Easily Create Flash Videos With Flash MX Pro

Largely due to the easily obtainable, cross-platform Flash Player, SWF files and FLV Flash video files are very popular on the Web. But buying Flash is a pricey proposition, so to produce these files something a bit cheaper is in order for the average user. In steps Moyea with its Flash Video MX Pro 5 video to Flash converter ($89, free demo). Flash Video MX Pro 5 proved rock-solid in my testing, and it produced high quality output. It sucked up a fair amount of CPU cycles, though; while I could still multi-task, there was a noticeable lag. While it'd be nice to have a CPU utilization throttle, performance was more than acceptable--even with wide-aspect HD resolution source files.

Rudimentary editing in the form of definable start and end points is provided. You may also choose from a number of skins for the playback controls that you can embed in a Flash video file. You may reduce or increase output resolution freely, and there's a handy lock that maintains the video's original aspect ratio--or doesn't--as you desire. Input file types include AVI, MPEG, WMV, MOV, MP4, M4V, 3GP, RM, ASF, RMVB, MKV, DAT, OGM, and ASX; output types include F4V, AVC/H.263/H.264, and Flash 8 to .SWF and .FLV containers.
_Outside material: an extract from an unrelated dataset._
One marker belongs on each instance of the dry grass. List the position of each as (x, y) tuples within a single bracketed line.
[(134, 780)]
Flash Video MX Pro is easy on the eye and easy to use. It provides all the options you could ask for, and does a nice job encoding. It's superior in nearly all aspects to the free Riva FLV Encoder 2--especially in output formats (Riva doesn't handle or output wide format or .SWF). However, since the latter is remuneration-less, you might want to try it before dropping $90 on what is admittedly a very nice product.